I'm looking for films about whatever they're about that are also about their own making. Fiction is preferred over documentary--this approach in documentary tends to strike me as more often lazy than profound--but skillful documentaries are welcome too. [examples inside, including spoilers]
On watching
Man with a Movie Camera again recently, I've become fascinated with films that tell two stories, one of them at least in part about the film's making--it seems an easy way to work in commentary about the power of film and to comment about story-telling itself. Examples include
Persona, which reminds you constantly that it's a film, and
The Player and
Adaptation, which both use the "meta" aspect as a wicked subplot/twist revealed near the end.
In my opinion Ross McElwee can sometimes pull it off in his documentaries (I think he does in
Six O'Clock News and
Time Indefinite, but for some reason it rankles me in
Sherman's March). I like what Varda does with it in her
Gleaners films (including others' criticisms of her own choices as a film maker).

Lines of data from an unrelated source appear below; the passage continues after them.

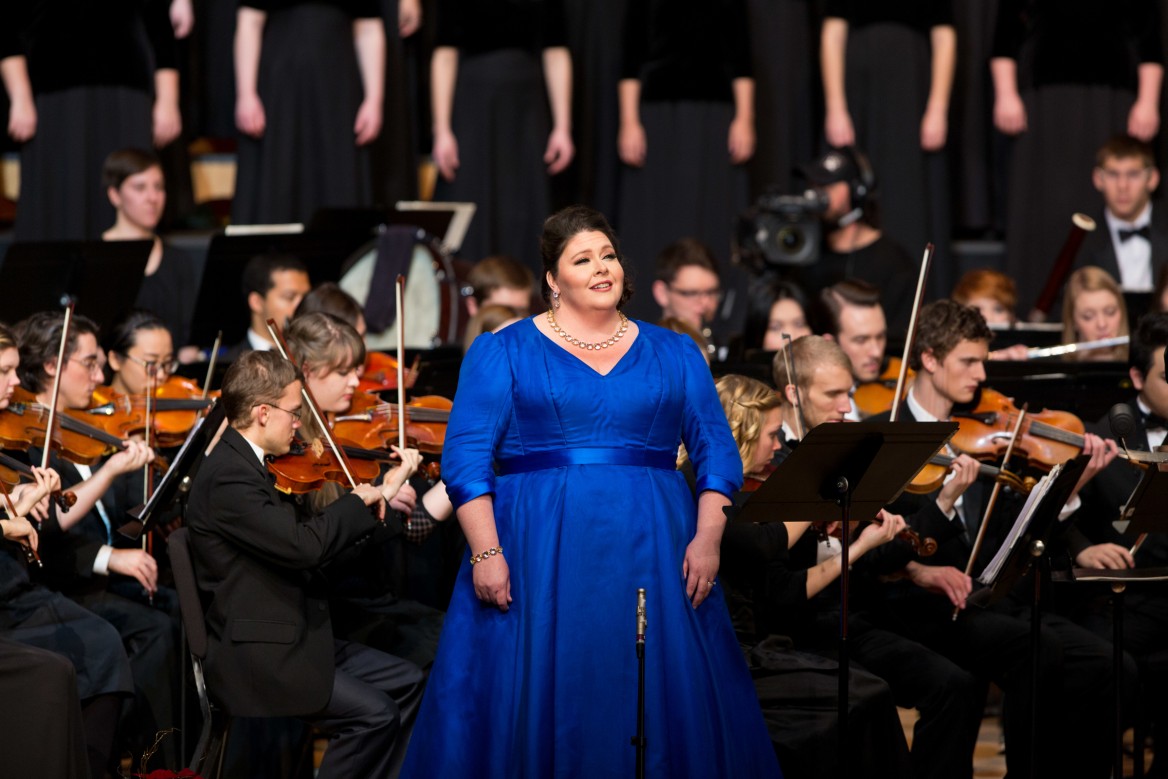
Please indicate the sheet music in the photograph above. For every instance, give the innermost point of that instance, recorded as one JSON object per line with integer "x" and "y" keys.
{"x": 1021, "y": 523}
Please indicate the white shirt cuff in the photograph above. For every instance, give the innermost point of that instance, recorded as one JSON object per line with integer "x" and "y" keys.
{"x": 102, "y": 562}
{"x": 1070, "y": 507}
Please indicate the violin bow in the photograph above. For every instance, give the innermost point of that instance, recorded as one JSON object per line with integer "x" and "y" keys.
{"x": 306, "y": 394}
{"x": 29, "y": 553}
{"x": 800, "y": 419}
{"x": 993, "y": 499}
{"x": 398, "y": 294}
{"x": 925, "y": 262}
{"x": 210, "y": 364}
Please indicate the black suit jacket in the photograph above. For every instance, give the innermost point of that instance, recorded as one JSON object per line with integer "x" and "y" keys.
{"x": 1098, "y": 249}
{"x": 1105, "y": 495}
{"x": 270, "y": 638}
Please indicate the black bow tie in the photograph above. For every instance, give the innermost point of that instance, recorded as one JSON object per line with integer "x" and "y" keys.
{"x": 1154, "y": 422}
{"x": 1144, "y": 232}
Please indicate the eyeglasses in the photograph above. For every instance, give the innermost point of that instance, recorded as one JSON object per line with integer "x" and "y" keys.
{"x": 689, "y": 294}
{"x": 90, "y": 363}
{"x": 296, "y": 415}
{"x": 162, "y": 366}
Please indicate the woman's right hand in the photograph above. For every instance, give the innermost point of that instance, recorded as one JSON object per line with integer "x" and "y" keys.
{"x": 445, "y": 154}
{"x": 492, "y": 582}
{"x": 249, "y": 115}
{"x": 1009, "y": 113}
{"x": 631, "y": 144}
{"x": 20, "y": 529}
{"x": 838, "y": 127}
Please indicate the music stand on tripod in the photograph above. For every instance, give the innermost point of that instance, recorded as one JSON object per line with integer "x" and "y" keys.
{"x": 838, "y": 470}
{"x": 1024, "y": 547}
{"x": 1145, "y": 512}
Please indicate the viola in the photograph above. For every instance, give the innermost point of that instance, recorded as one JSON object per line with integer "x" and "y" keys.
{"x": 1045, "y": 439}
{"x": 876, "y": 396}
{"x": 931, "y": 477}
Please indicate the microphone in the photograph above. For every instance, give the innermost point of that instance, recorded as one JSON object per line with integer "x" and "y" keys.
{"x": 640, "y": 618}
{"x": 1121, "y": 417}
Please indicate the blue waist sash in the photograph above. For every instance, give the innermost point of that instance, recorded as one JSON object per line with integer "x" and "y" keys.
{"x": 588, "y": 456}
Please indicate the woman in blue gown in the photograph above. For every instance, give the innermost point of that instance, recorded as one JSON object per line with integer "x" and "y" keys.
{"x": 560, "y": 458}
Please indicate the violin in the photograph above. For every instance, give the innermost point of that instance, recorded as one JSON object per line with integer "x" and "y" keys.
{"x": 306, "y": 468}
{"x": 931, "y": 477}
{"x": 876, "y": 396}
{"x": 23, "y": 424}
{"x": 923, "y": 548}
{"x": 380, "y": 374}
{"x": 13, "y": 470}
{"x": 374, "y": 424}
{"x": 1045, "y": 438}
{"x": 175, "y": 408}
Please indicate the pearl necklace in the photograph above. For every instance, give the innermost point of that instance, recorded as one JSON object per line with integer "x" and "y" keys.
{"x": 600, "y": 345}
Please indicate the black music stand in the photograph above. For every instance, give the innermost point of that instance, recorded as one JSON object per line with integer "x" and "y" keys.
{"x": 836, "y": 470}
{"x": 1145, "y": 510}
{"x": 178, "y": 477}
{"x": 102, "y": 277}
{"x": 1029, "y": 548}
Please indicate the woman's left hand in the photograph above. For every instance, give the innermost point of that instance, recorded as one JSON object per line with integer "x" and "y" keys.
{"x": 700, "y": 570}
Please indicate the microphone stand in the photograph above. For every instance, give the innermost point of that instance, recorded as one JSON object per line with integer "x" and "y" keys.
{"x": 639, "y": 739}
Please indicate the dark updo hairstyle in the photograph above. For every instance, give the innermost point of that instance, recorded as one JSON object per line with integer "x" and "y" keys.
{"x": 565, "y": 224}
{"x": 124, "y": 335}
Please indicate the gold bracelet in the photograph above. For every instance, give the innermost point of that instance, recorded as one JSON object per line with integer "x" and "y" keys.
{"x": 482, "y": 555}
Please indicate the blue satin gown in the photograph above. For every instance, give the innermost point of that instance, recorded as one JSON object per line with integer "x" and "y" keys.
{"x": 589, "y": 507}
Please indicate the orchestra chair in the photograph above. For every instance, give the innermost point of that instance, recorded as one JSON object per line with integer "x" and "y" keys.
{"x": 208, "y": 758}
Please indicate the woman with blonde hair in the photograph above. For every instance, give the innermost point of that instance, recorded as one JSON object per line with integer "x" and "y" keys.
{"x": 1093, "y": 310}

Examples where I think it doesn't add much to the story include
Beyond the Mat and
I Remember Me; for the most part, I think documentary filmmakers seem to fall back on this "making-of" plot once their main plot lags, so it strikes me as a kludge more than a brilliant hack. (Though
Blair Witch got a clever gimmick out of it.)
What other examples can you think of? Spoilers are fine; I'm more interested in seeing what the filmmakers do with the "meta" aspect.